When failure becomes a commodity: UK pays wind turbines for failure — so the market wants to install more failures

The UK pays wind turbines for failure — so the market wants to install more failures

By Jo Nova

When failure becomes a commodity…

Ponder for a moment how intrinsically unsuitable, maladapted, and worthless wind turbines are to a grid. Their failure is so comprehensive, multifaceted and inevitable, an entirely new and bizarre market was invented to reward their failures. Even when they generate electricity, if the time is wrong, the demand is low, or the network can’t handle it, they will still be paid. The grid can’t use the power, but the customer still gets slugged for something they didn’t use, or they couldn’t get. In the UK the costs for this useless power grew to nearly £400 million last year.

The largest provider of useless power was SeaGreen wind plant which made nearly twice as much from being “constrained” than from being of service. The Renewable Energy Foundation (REF) reports that SeaGreen earned £100 million for making electricity, and £200 million for being “constrained”. Effectively, the useful electricity it made costs a shocking £2.70 a kilowatt hour, after the other payments are included.

Obviously, when the government rewards failure, the market responds by planning to fail. It follows then that industrial wind plant developers would be bonkers if they weren’t looking for sites where their output would arrive at the worst possible time, or through the most remote and overloaded corner of the network.

Everything about the wind industry has “Rent Seeker” tattooed all over it.

Net Zero Watch condemns new windfarm rip-off

Campaign group Net Zero Watch has condemned the renewables industry rip-off of electricity consumers. New data published by the Renewable Energy Foundation reveals that the cost of paying windfarms to switch off soared by 91% in 2024. These payments are necessary when the grid has insufficient capacity to deliver the power to market. Nearly £400 million was paid to windfarms in 2024, and much more than this in indirect costs [1].

The largest single recipient was Seagreen, a new windfarm off the coast of Angus, which received nearly £200 million in these so-called “constraint payments”.

Net Zero Watch director Andrew Montford said:

The Renewable Energy Foundation suggest that Seagreen is making around £270 for each megawatt hour it actually produces, more than three times market averages, because it’s so lucrative to be switched off. This is a truly obscene rip-off of the consumer.

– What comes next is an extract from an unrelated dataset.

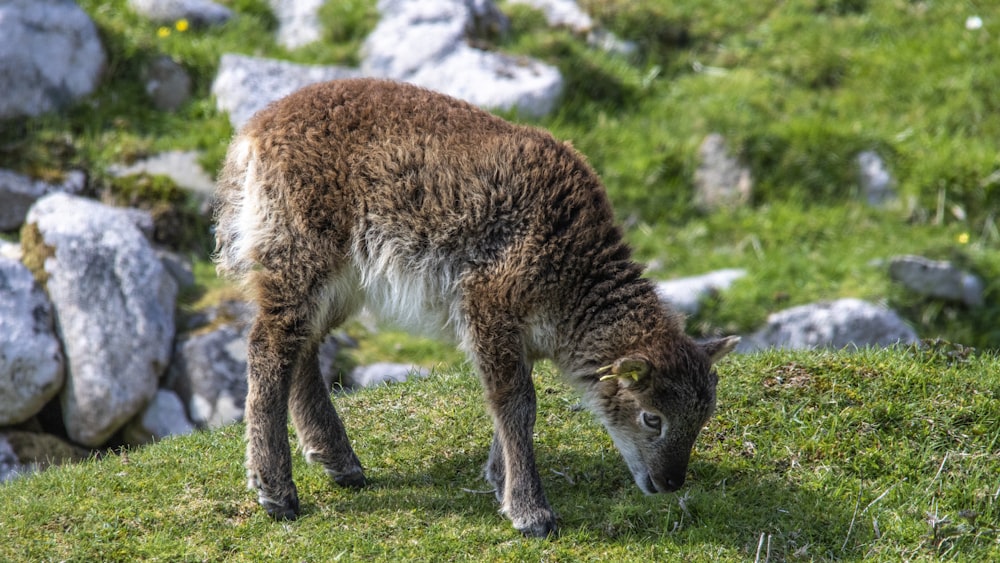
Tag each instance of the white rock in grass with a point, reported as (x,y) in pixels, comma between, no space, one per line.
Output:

Windfarms seem to be being deliberately built in Scottish waters, where they will receive lucrative payments to be switched off.

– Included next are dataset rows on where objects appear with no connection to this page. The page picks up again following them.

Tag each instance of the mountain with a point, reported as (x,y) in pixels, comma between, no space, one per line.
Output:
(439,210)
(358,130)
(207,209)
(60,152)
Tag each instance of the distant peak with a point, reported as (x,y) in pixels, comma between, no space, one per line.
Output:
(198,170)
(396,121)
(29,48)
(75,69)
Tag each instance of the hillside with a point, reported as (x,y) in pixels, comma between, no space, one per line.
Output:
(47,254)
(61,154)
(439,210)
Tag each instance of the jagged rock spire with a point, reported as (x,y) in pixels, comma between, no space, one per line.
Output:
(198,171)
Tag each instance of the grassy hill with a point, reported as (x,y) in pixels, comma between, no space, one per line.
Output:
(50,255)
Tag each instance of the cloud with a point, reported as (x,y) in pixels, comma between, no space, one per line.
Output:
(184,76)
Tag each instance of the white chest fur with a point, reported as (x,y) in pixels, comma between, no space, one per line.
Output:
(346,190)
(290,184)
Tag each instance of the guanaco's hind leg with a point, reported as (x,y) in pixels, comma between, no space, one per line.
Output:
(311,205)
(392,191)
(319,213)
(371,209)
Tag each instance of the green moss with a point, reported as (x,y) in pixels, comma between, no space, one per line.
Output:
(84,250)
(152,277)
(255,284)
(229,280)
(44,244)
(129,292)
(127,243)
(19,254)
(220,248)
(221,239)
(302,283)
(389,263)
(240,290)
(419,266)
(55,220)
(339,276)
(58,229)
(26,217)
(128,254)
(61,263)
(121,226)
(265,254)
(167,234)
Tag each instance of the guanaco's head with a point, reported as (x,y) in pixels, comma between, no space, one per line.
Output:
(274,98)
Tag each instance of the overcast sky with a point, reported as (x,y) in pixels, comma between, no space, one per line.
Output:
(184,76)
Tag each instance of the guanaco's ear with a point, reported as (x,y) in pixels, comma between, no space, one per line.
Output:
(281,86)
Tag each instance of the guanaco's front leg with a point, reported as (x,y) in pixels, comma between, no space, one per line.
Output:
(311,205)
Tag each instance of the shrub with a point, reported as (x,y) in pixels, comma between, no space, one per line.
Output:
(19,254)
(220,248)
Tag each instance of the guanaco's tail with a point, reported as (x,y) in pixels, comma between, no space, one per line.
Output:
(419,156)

And there are huge numbers of new windfarms planned for Scottish waters, where they will be just as constrained. So the rip-off is only going to get worse.

[1] When windfarms have to switch off, their customers still need power, so it is necessary to pay a gas-fired power station to switch on to meet demand.

SeaGreen wind plant has about 114 towers in the ocean east of Scotland. It could make about 1 gigawatt in theoretical capacity if all the turbines were working, but its actual load factor was a pathetic 14%. Of course, as a subsidy farm, it’s load factor was 200%.

Imagine a coal plant that earned money every time it had to slow down because customers weren’t using as much electricity as the power plant could have made?